From Punch Cards to the Cloud — Google Arts & Culture

The history of punch cards began in the year 1725 when Basile Bouchon decided to automate the textile loom by making it follow a certain pattern without human assistance. The operator should still be present near the machine to operate it but not entirely. A punch card was a piece of paper with some digits. To give the input one should make a hole where the selected digit was. The card was then read by a reader column by column from above to bottom. Due to the very limited volume of data that could be held within one card, there were usually a pretty big amount of cards for one piece of information. Believe it or not but the principle remained the same even in the 20th century.

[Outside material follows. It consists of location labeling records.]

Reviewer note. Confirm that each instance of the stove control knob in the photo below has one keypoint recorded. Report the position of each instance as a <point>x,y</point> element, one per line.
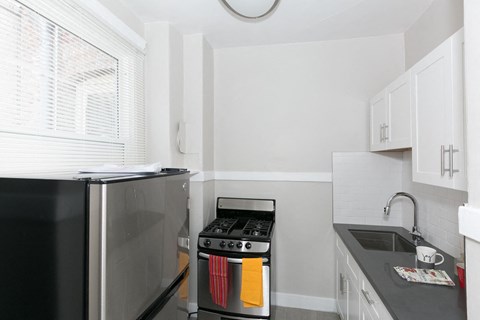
<point>207,243</point>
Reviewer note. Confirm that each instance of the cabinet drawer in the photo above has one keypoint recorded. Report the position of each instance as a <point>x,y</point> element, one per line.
<point>370,297</point>
<point>353,271</point>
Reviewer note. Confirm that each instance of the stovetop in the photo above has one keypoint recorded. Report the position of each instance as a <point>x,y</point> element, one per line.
<point>242,225</point>
<point>241,228</point>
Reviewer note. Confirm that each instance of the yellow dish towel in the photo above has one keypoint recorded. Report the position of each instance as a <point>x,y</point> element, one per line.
<point>252,283</point>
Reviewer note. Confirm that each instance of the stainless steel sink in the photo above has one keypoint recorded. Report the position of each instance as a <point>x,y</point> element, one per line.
<point>383,241</point>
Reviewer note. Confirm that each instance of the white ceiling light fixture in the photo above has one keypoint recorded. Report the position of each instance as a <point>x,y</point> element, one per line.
<point>251,9</point>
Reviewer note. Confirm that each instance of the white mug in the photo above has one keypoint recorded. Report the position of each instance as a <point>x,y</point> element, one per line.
<point>428,255</point>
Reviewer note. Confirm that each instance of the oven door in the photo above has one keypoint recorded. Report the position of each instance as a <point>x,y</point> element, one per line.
<point>234,304</point>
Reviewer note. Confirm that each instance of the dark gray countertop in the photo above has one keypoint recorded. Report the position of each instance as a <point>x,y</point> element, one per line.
<point>405,300</point>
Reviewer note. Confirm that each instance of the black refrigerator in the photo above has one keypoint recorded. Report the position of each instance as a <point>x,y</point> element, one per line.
<point>93,247</point>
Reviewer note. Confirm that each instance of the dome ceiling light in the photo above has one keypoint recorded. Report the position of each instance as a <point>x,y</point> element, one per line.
<point>251,9</point>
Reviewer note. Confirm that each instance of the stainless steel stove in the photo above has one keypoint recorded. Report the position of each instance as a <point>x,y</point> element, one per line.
<point>243,229</point>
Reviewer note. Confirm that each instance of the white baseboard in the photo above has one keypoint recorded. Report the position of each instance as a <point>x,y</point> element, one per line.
<point>288,300</point>
<point>303,302</point>
<point>192,307</point>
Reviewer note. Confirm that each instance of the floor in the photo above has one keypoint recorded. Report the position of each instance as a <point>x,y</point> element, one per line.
<point>282,313</point>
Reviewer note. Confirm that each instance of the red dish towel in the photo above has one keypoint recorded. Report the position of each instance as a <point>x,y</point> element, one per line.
<point>218,270</point>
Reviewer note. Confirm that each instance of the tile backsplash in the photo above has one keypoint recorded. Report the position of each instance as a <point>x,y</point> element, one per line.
<point>363,181</point>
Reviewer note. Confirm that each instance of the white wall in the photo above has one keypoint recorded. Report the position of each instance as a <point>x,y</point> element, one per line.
<point>287,107</point>
<point>198,113</point>
<point>124,14</point>
<point>439,22</point>
<point>472,80</point>
<point>163,93</point>
<point>284,109</point>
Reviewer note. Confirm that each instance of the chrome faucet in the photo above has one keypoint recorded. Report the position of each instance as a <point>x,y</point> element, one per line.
<point>416,235</point>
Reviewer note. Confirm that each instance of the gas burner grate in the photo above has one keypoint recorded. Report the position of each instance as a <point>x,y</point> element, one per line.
<point>221,226</point>
<point>257,228</point>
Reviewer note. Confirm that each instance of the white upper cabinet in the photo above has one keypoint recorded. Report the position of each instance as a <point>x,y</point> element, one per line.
<point>378,117</point>
<point>390,118</point>
<point>438,150</point>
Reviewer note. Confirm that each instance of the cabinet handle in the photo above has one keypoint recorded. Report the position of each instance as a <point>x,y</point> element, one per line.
<point>442,160</point>
<point>342,289</point>
<point>367,297</point>
<point>451,171</point>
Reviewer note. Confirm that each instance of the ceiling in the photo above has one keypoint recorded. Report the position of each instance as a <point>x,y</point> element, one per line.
<point>293,21</point>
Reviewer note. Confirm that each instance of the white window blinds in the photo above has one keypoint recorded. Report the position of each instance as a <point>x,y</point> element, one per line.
<point>71,90</point>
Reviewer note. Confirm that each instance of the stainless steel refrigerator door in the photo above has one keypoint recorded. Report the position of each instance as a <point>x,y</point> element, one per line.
<point>234,304</point>
<point>140,224</point>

The design of a punch card as well as the digits on it was adjusted according to the purpose. Some of them could store a binary code like 01001000 01100101 01101100 01101100 01101111 00100001 which says “hello”. Some others were readable for humans and used mostly in offices and archives to store demographic data. And the interesting fact is that punch cards were used by the USA at the end of the 19th century to conduct the 1890 US census. 

Another interesting case was the usage of punchcards for the SAGE air defence system that was expected to protect US citizens from a nuclear attack during the Cold War. The whole programme was stored in punch cards. The amount of data was only 5 MB while the number of cards reached 62,500. This created a very serious threat – the possibility of losing some or changing the right order. And of course, it was just not reliable to use paper cards as a key element of the national security system. 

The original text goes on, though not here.